Again, going into why I would do this is beyond the scope of this thread, but this is a simple and clean way of approximating a regressor-aligned mean shift in binary data, without bothering to construct the corresponding randomized binary dataset.

In general no, with some exceptions. The prior depends on the parameter class (e.g. intercepts, coefficients, random effect covariances, etc), but not on the family.
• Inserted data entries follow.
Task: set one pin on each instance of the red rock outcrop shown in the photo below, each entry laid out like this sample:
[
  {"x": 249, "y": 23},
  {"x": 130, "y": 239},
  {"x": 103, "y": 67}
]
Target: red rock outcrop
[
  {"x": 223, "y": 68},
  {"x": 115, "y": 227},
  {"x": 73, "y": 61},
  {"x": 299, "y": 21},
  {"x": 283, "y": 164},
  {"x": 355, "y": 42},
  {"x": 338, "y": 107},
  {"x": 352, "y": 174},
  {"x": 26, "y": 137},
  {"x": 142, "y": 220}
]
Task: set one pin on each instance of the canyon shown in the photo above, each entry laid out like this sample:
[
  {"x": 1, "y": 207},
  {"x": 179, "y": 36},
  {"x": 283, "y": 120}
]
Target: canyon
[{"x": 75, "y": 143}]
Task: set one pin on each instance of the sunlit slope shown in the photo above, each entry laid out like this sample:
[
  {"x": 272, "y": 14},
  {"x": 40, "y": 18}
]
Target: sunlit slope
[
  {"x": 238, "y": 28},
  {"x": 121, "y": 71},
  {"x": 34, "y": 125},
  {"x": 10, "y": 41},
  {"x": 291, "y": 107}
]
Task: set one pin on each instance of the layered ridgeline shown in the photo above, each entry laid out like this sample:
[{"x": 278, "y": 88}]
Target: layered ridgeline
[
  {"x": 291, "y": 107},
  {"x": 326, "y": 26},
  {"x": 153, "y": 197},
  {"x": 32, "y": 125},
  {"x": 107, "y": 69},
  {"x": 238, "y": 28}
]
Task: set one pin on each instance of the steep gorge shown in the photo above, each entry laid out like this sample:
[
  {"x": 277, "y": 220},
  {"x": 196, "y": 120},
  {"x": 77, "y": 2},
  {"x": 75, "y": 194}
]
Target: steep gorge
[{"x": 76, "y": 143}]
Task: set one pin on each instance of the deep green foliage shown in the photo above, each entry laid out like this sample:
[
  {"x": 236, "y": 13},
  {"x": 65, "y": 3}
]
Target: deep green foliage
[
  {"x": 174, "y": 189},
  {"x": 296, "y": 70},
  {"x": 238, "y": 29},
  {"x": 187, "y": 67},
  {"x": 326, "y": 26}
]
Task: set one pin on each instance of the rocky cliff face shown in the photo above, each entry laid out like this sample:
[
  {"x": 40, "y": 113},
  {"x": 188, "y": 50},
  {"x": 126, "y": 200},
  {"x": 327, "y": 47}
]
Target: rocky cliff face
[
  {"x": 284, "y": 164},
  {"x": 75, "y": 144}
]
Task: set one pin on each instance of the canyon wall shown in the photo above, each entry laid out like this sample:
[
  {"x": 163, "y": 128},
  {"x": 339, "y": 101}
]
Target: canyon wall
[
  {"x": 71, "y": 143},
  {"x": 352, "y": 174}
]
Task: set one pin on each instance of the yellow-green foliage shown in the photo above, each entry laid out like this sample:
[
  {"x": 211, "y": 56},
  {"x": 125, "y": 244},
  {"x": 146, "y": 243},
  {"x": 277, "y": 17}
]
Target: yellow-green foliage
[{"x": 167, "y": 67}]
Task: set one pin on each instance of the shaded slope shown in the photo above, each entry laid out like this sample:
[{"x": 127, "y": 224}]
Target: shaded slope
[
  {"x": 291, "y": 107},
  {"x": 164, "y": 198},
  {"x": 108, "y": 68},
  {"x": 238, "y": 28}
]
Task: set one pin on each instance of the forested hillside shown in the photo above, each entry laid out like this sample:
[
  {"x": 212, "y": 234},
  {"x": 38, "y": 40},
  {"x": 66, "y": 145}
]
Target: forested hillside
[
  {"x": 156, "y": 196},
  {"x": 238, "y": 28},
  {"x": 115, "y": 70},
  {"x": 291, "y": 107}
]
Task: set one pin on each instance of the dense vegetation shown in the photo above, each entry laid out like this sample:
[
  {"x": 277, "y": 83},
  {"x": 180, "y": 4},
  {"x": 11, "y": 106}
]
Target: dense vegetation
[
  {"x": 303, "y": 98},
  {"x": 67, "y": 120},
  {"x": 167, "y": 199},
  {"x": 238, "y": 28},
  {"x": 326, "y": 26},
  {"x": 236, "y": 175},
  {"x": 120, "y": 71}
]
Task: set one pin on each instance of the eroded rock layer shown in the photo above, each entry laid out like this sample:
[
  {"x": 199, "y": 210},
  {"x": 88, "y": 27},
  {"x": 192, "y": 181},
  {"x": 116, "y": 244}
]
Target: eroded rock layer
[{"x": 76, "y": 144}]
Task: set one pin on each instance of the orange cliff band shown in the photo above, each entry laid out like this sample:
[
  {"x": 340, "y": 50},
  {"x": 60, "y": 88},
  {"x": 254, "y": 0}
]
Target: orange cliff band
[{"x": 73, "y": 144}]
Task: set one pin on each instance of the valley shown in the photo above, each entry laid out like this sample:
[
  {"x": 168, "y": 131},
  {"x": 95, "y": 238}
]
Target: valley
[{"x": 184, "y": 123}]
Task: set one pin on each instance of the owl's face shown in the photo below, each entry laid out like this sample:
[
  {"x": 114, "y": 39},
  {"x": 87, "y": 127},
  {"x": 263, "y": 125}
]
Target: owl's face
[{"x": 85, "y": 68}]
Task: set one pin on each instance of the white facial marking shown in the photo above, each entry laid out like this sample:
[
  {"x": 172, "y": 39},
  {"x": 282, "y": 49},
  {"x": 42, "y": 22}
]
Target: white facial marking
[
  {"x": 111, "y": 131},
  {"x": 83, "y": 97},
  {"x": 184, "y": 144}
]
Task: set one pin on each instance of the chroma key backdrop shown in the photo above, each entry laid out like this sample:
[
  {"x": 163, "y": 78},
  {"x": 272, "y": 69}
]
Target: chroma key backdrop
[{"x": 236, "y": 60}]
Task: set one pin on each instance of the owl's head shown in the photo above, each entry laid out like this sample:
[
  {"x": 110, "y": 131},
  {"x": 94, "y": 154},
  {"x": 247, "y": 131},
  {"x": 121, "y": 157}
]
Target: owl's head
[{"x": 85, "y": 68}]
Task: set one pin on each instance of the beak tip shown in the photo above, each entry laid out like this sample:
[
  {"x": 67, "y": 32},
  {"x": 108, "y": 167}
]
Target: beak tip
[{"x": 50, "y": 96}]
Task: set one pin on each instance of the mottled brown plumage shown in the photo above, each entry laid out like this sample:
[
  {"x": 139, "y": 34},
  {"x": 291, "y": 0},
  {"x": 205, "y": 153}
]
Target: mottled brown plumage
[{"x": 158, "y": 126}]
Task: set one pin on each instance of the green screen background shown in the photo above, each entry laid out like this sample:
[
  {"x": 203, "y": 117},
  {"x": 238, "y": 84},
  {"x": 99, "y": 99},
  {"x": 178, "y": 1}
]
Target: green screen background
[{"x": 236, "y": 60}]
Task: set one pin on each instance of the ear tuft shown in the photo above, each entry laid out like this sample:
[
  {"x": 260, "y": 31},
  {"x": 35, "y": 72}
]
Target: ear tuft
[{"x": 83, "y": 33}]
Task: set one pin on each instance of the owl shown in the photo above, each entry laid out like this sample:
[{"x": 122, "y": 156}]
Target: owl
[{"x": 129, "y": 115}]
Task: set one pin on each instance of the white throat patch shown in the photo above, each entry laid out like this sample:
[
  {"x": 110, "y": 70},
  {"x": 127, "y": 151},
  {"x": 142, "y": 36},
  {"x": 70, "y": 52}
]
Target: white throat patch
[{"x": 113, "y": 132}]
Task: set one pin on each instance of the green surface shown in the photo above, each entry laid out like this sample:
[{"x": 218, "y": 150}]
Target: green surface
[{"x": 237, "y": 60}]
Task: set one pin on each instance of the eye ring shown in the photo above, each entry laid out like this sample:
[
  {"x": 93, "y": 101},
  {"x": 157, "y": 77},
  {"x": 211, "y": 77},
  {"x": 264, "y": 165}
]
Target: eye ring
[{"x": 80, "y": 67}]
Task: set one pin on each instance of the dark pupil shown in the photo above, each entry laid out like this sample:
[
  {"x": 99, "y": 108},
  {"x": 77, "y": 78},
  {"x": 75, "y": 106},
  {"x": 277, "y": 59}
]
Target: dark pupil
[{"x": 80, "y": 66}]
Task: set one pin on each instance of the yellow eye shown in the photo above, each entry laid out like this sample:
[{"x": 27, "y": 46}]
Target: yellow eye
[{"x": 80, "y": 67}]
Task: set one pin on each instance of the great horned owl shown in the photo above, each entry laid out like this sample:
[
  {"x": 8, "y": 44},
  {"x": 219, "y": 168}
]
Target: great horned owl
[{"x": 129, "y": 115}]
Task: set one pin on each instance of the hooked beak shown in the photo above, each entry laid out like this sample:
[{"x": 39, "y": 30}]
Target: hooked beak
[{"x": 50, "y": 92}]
However, there are cases where priors on shape parameters for response distributions depend on the family, even when they are treated as being of the same internal brms parameter class. See for example Updated default prior for phi to inv_gamma(0.4, 0.3) by jan-joh · Pull Request #1822 · paul-buerkner/brms · GitHub

Edit: and there could well be other cases of parameter classes whose default priors depend on the family, that I’m not explictly aware of.

I’m not sure I follow what it is you’re doing, but Stan imposes tight restrictions on GLMs like Bernoulli in terms of what data input it accepts.

What I’d recommend is writing out a custom log-likelihood (which isn’t hard in Stan) that you can then overload as needed.

You could always add it to brms as a custom family or just model it in “pure” Stan.